Perspectives on an Ethic toward the Sea

Stephen R. Kellert


Abstract. —This paper argues that beyond good science, management technology, and regulatory policies, long-term sustainable fisheries conservation depends on developing an ethic toward the marine environment based on a greatly expanded understanding of human self-interest. This ethic will require the recognition of how human physical and mental well-being relies on a diverse array of values and benefits derived from the marine environment. Conversely, this ethic will necessitate the realization that the degradation of the marine environment inevitably reduces human physical, material, emotional, intellectual, and even moral and spiritual welfare.
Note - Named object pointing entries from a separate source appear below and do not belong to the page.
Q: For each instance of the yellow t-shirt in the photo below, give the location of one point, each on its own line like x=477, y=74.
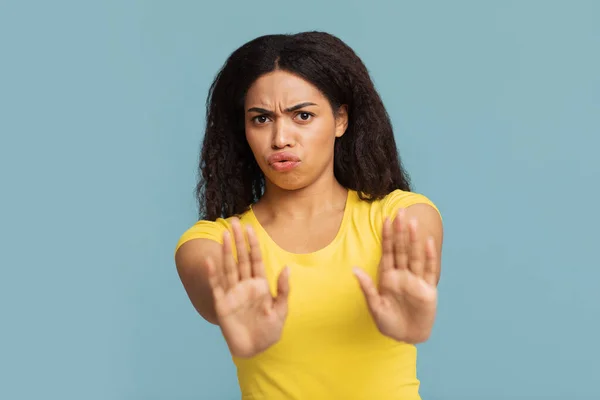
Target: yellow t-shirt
x=330, y=347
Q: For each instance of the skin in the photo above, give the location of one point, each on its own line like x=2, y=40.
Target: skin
x=287, y=113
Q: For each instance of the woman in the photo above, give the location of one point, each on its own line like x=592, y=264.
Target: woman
x=312, y=255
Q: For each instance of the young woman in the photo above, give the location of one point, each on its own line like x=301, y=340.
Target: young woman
x=312, y=255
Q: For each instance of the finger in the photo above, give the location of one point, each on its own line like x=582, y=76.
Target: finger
x=243, y=265
x=283, y=291
x=432, y=264
x=229, y=268
x=387, y=247
x=257, y=267
x=400, y=241
x=416, y=260
x=214, y=280
x=368, y=288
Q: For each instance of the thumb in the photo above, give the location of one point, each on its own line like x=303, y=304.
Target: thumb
x=283, y=290
x=367, y=286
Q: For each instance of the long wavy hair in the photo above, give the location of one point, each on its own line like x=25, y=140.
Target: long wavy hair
x=366, y=158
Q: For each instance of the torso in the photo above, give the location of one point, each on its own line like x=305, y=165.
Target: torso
x=302, y=236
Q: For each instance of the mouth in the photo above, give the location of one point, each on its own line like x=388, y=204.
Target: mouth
x=283, y=161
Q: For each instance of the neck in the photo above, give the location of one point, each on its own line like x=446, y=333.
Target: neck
x=323, y=196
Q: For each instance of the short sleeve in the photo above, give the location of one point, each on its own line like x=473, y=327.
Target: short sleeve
x=402, y=199
x=212, y=230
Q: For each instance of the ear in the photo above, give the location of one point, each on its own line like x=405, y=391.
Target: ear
x=341, y=120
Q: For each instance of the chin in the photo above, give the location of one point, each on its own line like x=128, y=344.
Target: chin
x=288, y=181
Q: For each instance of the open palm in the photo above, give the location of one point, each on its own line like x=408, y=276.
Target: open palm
x=404, y=304
x=251, y=319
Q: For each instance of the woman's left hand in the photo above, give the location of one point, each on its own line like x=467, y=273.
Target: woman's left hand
x=404, y=304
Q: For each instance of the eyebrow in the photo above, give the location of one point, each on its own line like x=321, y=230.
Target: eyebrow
x=289, y=109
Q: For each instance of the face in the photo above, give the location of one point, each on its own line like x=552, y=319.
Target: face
x=291, y=129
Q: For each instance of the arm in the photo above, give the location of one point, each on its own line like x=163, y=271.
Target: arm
x=190, y=260
x=404, y=302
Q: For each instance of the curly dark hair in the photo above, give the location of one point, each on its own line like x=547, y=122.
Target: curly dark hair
x=366, y=158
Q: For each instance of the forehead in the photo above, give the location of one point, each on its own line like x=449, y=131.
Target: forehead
x=282, y=87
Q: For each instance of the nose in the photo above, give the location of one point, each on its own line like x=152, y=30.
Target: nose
x=282, y=136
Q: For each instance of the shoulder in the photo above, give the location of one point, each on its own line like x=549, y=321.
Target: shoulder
x=417, y=205
x=389, y=205
x=211, y=230
x=398, y=199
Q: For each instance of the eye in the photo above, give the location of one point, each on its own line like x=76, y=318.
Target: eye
x=260, y=119
x=305, y=116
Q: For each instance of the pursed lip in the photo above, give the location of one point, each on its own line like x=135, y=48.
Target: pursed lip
x=279, y=157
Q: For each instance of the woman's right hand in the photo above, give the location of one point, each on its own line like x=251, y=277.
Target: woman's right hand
x=250, y=318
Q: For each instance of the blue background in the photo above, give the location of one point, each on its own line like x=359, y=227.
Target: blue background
x=496, y=107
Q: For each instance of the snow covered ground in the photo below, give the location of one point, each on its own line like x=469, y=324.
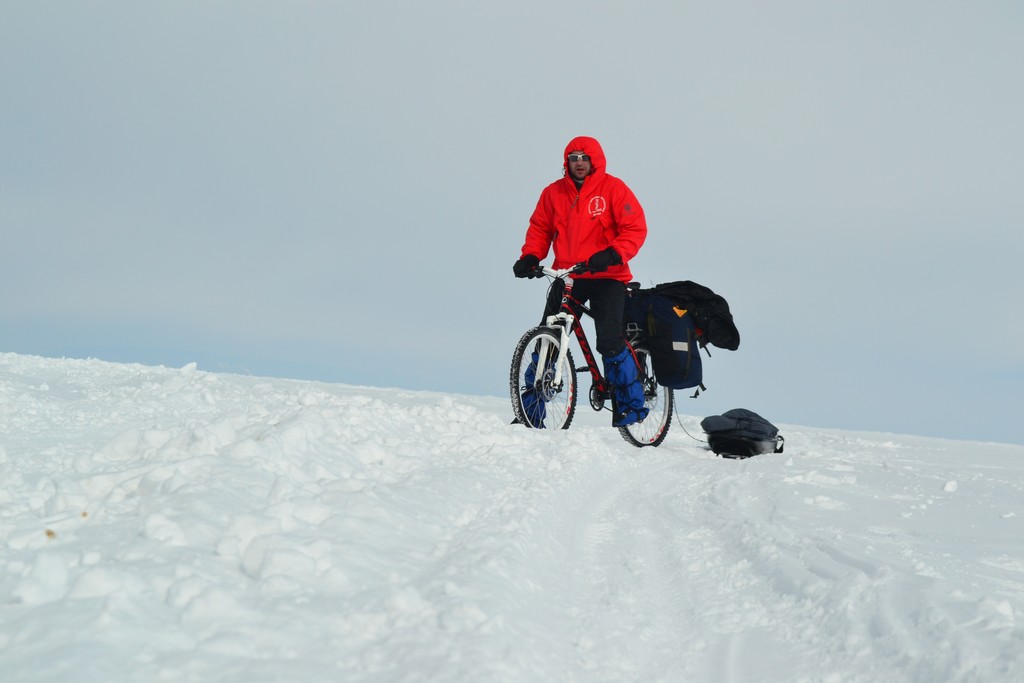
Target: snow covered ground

This ethic of enlightened self-interest derives from far more than a narrow material and economic calculus, also including a greatly expanded notion of utility that emphasizes human dependence on the sea to enhance human creativity, problem solving, intellectual ability, affective capacity, moral understanding, and more. This perspective treats human dependence on the marine environment as rooted in human biology and evolution; as humans evolved, so did their dependence on the marine realm as a source of various adaptive benefits in the struggle to survive as individuals and societies. This human genetic affinity for nature, including the sea, is referred to as biophilia. The notion of biophilia is linked to nine biologically based values that, when adaptively expressed, support an ethic of stewardship for the marine environment. These nine values and their relation to an ethic toward the sea are nonetheless weak genetic tendencies, requiring adequate learning, experience, and cultural support to become functionally and adaptively expressed. An illustration is provided of radically altered values and ethical perspectives toward large cetaceans during the 20th century to indicate how profoundly, effectively, and rapidly an ethic toward aspects of the marine environment can develop under particular historical and cultural circumstances.